A Brand Promise is a simple promise that your company makes to meet your Core Customers need.

Ideally this also differentiates you in the market and is measurable.

A quick online search for the phrase “brand promise” trying to find real world examples results in most examples being generic business buzzwords that are meaningless and frankly pointless. Often a waste of good ink.

You will find things such as “To provide the best service in our industry” and “To meet the needs of all stakeholders”

These phrases are pointless because they are not measurable. Can a salesperson say to a potential client “We provide the best service in the industry”? A potential client just wouldn’t believe them and this would cause the potential client to lose trust in the salesperson. If however the salesperson said “Our goal is to provide the best service in the industry, and I can tell you that we consistently rate 15% higher in customer satisfaction scores than anyone else in our industry” it would increase the trust with the salesperson (if they could produce the figures).Naomi Simson Brand Promise

However being able to provide higher service levels might meet the Core Customers want, but it might not meet the Core Customers need. For example when Blockbuster video struck a deal with the movie studios to split profits on video releases rather than simply buy copies it meant that they had perhaps 100 copies of the latest release, whereas other smaller video stores only had 4 or 5 copies. If you were a smaller store you probably had only 4 or 5 copies of the latest release and it didn’t matter how good your service was, Blockbuster was meeting the customer need to have available the latest video release that day. People would literally drive past 5 video stores to get to a Blockbuster because they knew Blockbuster would have the video they wanted in store.

For Naomi Simson at RedBalloon, an Australian online experience gift retailer, she knew that the Brand Promise had to hurt when they failed to deliver on that promise to the customer (what we call the Catalytic Mechanism) and she knew it had to be unique as well as meeting the Core Customers need.

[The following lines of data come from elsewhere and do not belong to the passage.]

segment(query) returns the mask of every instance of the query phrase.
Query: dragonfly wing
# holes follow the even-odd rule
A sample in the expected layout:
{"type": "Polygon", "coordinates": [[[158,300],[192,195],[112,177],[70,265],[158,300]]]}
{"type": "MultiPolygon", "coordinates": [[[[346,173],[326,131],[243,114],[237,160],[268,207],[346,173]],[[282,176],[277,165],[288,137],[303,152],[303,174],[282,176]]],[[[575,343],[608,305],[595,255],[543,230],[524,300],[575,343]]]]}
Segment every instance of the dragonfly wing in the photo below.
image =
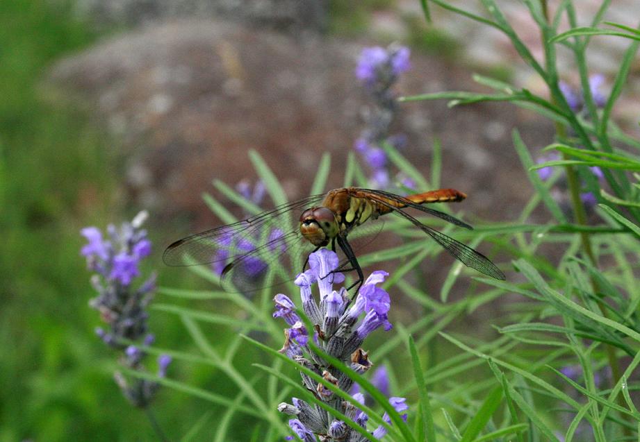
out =
{"type": "Polygon", "coordinates": [[[228,260],[220,270],[220,282],[229,292],[250,292],[290,281],[302,271],[313,246],[297,230],[277,232],[266,243],[228,260]]]}
{"type": "MultiPolygon", "coordinates": [[[[377,194],[378,191],[375,191],[375,193],[377,194]]],[[[381,193],[386,194],[386,192],[381,193]]],[[[395,196],[396,199],[398,198],[397,195],[393,195],[393,194],[388,194],[388,195],[395,196]]],[[[387,194],[384,194],[384,198],[388,198],[387,194]]],[[[393,213],[404,218],[405,219],[409,220],[414,226],[418,227],[422,232],[433,238],[436,242],[440,244],[445,250],[449,252],[449,253],[453,255],[453,257],[457,260],[462,262],[464,265],[467,266],[468,267],[471,267],[472,269],[475,269],[480,273],[484,273],[487,276],[494,278],[497,280],[504,280],[507,279],[504,276],[504,273],[503,273],[500,269],[495,266],[495,264],[491,262],[491,260],[489,260],[479,252],[473,250],[468,246],[465,246],[461,242],[456,241],[453,238],[448,237],[443,233],[441,233],[440,232],[434,230],[427,226],[425,226],[408,213],[404,212],[398,207],[393,206],[393,205],[387,203],[384,200],[381,198],[375,199],[385,207],[391,209],[393,213]]],[[[412,205],[410,207],[413,207],[413,205],[412,205]]],[[[422,206],[419,207],[422,207],[422,206]]]]}
{"type": "MultiPolygon", "coordinates": [[[[300,238],[294,232],[301,211],[323,196],[288,203],[243,221],[187,237],[170,245],[163,260],[174,266],[211,264],[222,271],[228,263],[277,237],[283,237],[279,240],[283,243],[296,242],[300,238]]],[[[279,246],[286,248],[287,244],[279,246]]]]}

Simson was told by a friend “I love your website, I use it as a directory and then I just Google it directly“. Naturally Simson was pretty upset at hearing this but it helped her to understand that a part of the Core Customers need was to not only have all the experiences available in one directory, but they also needed to be available at the same price you could buy them anywhere else.

After learning this customer need, RedBalloon developed the brand promise that “If you come to RedBalloon you won’t pay any more than if you go direct“. Then they developed the Catalytic Mechanism “if your do (pay more) we will give you 100% of the experience back“. This Brand Promise both delivered what the Core Customer needed, and focussed the team on consistently delivering the Brand Promise as no one wanted to cause a refund for a customer.